Nombre de ces réalisations techniques étaient en place à l'époque des Grecs anciens, qui eux les ignoraient quasiment toutes.
Les Grecs, à partir du 5eme siècle av JC (Platon, Aristote, etc...), dans leur vision du monde et leur envie de comprendre la nature, avaient développé une pensée ayant tendance à isoler les objets, cherchant à les catégoriser, à en définir des qualités, menant à des abstractions et développant des "théories" sur ces abstractions, cherchant en particulier quelles règles chaque catégorie suivait.
Cette approche fut assez fertile (Mathématiques et philosophie rationnelle entre autres).
Mais leur mode de pensée et leur logique mena parfois à des idées assez bizarres : Parménide "démontra" qu'au sein du monde tout changement était impossible. Zénon établit aussi que tout mouvement était impossible, dans son célèbre paradoxe.
La physique d'Aristote semble montrer pas mal d'égarements. Il expliquait que ce qui faisait tomber les pierres était leur propriété de "gravité" (conçue comme une qualité inhérente aux pierres et non une force à distance), de même ce qui faisait flotter le bois dans l'eau était sa propriété de "légèreté".
Les Chinois, par contre, avaient une vision holistique du monde, conçu comme un tout plutôt que comme un agrégat de parties isolables. Et ce monde est vu comme constamment changeant et plein de contradictions : le Yin alterne avec le Yang.
Comme Joseph Needham le notera : "Leur univers était conçu comme un milieu continu ou une matrice au sein de laquelle les interactions entre les éléments ont lieu non pas par le choc des atomes, mais par des influences rayonnantes."
Certaines notions scientifiques, comme le fait que certains phénomènes physiques s'expliquent par l'action à distance de forces transmises par l'intermédiaire de "champs"(magnétiques ou gravitationnels par exemple) reliant entre eux les objets, furent comprises de manière complètement intuitive par les Chinois.
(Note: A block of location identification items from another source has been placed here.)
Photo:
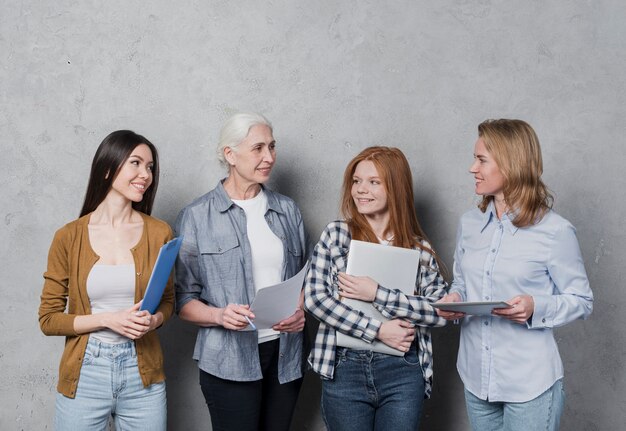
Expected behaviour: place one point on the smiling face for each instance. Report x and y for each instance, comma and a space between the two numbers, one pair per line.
135, 175
252, 160
487, 174
368, 190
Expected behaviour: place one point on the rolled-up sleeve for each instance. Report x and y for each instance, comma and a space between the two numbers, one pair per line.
572, 297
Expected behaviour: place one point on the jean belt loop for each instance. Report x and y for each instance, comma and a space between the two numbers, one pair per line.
96, 348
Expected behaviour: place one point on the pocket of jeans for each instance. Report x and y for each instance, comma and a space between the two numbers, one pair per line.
339, 361
410, 359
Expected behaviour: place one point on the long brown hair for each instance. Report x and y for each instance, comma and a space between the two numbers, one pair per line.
114, 150
515, 148
395, 174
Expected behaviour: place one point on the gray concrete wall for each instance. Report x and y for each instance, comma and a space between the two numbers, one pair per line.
334, 77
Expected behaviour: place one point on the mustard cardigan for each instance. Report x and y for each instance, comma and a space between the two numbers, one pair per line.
69, 262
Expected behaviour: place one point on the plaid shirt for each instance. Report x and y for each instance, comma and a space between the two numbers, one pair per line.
322, 300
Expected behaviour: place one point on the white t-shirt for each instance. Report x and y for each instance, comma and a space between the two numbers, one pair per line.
110, 288
266, 248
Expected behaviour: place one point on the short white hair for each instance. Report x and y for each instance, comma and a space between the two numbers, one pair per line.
236, 129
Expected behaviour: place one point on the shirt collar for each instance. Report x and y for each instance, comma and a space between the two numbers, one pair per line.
491, 216
224, 202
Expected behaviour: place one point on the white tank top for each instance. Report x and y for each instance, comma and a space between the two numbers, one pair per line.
110, 288
267, 250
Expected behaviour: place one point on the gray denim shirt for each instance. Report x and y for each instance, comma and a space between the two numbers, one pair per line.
215, 266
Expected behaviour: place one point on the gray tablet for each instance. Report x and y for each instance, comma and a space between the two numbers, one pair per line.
473, 308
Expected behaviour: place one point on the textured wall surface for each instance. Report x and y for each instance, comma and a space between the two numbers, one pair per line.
334, 77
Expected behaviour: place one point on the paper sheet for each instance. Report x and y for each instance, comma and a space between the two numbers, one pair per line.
275, 303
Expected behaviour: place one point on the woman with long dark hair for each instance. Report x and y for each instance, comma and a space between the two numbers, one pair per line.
514, 248
365, 389
98, 269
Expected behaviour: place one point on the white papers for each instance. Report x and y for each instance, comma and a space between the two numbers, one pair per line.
392, 267
473, 308
275, 303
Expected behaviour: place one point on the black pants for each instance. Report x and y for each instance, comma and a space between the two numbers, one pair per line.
262, 405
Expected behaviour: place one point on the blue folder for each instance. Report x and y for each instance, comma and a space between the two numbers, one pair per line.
160, 274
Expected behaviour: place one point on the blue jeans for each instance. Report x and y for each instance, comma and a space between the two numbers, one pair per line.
541, 413
110, 385
373, 391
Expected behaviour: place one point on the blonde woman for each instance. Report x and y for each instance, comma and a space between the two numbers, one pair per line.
515, 248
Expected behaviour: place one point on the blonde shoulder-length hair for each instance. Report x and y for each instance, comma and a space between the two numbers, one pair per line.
515, 148
395, 174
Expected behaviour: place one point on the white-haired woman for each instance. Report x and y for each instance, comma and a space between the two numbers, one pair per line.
239, 238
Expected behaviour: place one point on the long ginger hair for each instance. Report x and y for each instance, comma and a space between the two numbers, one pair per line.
395, 174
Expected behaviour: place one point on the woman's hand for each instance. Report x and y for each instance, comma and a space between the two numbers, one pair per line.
293, 323
131, 323
233, 316
397, 333
356, 287
523, 307
450, 315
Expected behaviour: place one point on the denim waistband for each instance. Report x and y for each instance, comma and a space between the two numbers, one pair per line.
345, 352
98, 348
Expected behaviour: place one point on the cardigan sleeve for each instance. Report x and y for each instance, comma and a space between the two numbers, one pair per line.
53, 320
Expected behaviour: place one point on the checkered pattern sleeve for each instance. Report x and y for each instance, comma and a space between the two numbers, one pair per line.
430, 287
321, 293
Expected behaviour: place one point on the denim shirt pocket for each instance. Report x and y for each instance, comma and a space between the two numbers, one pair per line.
221, 263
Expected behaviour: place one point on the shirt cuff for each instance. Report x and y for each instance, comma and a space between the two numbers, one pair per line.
371, 331
543, 315
459, 291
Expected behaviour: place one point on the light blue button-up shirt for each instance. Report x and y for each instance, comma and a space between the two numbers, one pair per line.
214, 266
498, 359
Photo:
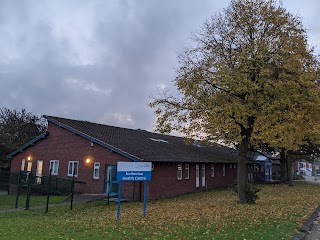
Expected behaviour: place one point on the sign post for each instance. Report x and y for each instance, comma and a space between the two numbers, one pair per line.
134, 171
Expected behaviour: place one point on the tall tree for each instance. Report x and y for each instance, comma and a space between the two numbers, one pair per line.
17, 128
250, 77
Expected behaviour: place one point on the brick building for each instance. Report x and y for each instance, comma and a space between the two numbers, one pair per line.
91, 151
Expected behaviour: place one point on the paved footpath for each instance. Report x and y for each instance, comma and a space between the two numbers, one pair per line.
83, 198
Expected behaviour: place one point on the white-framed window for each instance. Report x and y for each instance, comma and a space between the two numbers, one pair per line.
187, 169
179, 173
39, 168
223, 170
203, 175
54, 166
23, 165
212, 170
73, 168
96, 170
29, 166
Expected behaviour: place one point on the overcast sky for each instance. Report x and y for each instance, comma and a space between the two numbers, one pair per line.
101, 60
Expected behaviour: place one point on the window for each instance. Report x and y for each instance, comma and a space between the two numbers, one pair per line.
187, 171
179, 173
23, 164
212, 170
96, 170
203, 175
73, 168
54, 166
223, 170
39, 168
29, 166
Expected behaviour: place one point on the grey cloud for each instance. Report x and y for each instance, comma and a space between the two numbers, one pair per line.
97, 60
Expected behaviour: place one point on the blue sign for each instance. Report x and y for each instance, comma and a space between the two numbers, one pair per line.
134, 171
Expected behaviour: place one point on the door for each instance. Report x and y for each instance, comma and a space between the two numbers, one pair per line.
39, 171
29, 166
203, 175
197, 175
111, 183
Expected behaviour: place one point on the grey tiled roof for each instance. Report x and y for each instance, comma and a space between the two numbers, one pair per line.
147, 146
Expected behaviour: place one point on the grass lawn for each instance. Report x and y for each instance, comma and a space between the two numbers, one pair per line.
9, 201
207, 215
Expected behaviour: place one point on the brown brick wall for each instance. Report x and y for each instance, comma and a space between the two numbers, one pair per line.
165, 182
65, 146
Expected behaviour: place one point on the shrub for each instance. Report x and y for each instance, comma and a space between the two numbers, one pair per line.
251, 192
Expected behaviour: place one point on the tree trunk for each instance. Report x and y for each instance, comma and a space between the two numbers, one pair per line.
282, 167
289, 170
242, 171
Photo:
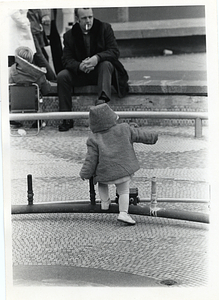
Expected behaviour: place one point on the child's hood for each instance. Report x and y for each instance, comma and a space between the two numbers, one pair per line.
28, 68
102, 117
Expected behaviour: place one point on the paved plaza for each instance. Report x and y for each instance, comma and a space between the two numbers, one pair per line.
79, 249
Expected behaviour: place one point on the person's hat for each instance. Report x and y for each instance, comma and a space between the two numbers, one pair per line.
102, 117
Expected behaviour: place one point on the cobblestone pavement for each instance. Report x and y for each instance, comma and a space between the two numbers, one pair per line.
156, 248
Alors que même Galilée, bien des années plus tard, refusera l'idée énoncée pour la première fois en occident par Kepler que la Lune cause les marées par attraction gravitationnelle.
Je vous renvoie à l'intéressant ouvrage "The Geography of Thought: How Asians and Westerners Think Differently" par le psychologue Richard Nisbett.
Kurnos a écrit :
L’hégémonie fondée sur des méthodes irrationnelles ne constitue pas une preuve de développement. Certaines espèces animales peuvent parfaitement coloniser la terre entière sans en avoir conscience. L'homme n'est pas sous développé par rapport aux insectes qui semblent mieux se porter ?
Vous sous-entendez que certains peuples non modernes n'agissent pas de manière rationnelle. Il faut distinguer "système de pensée philosophique rationnel" et aptitude à la pensée complexe et pragmatique.
Je vous renvoie à "La Pensée Sauvage" de Lévi-Strauss. Il y montre qu'il est erroné d'affirmer que la différence entre la pensée primitive et la pensée moderne résiderait dans la capacité de cette dernière à appréhender la complexité ou des phénomènes complexes. L'auteur nous démontre que la science n'est pas l'apanage du moderne, mais qu'elle fait partie de l'histoire des hommes depuis des temps immémoriaux, certes dans des versions autrefois plus empiriques qu'expérimentales et/ou théoriques.
Kurnos a écrit :
Des éléments factuels comme les pyramides, ou autres, dans d’autres civilisations peuvent laisser penser qu’à un instant donné qu’il y ait eu un sous développement de l’Europe, dans ce cas il faudrait au moins s’attacher à les énumérer.
Quelques siècles ne suffisent pas pour établir une généralité historique.
Effectivement, il faudra y revenir.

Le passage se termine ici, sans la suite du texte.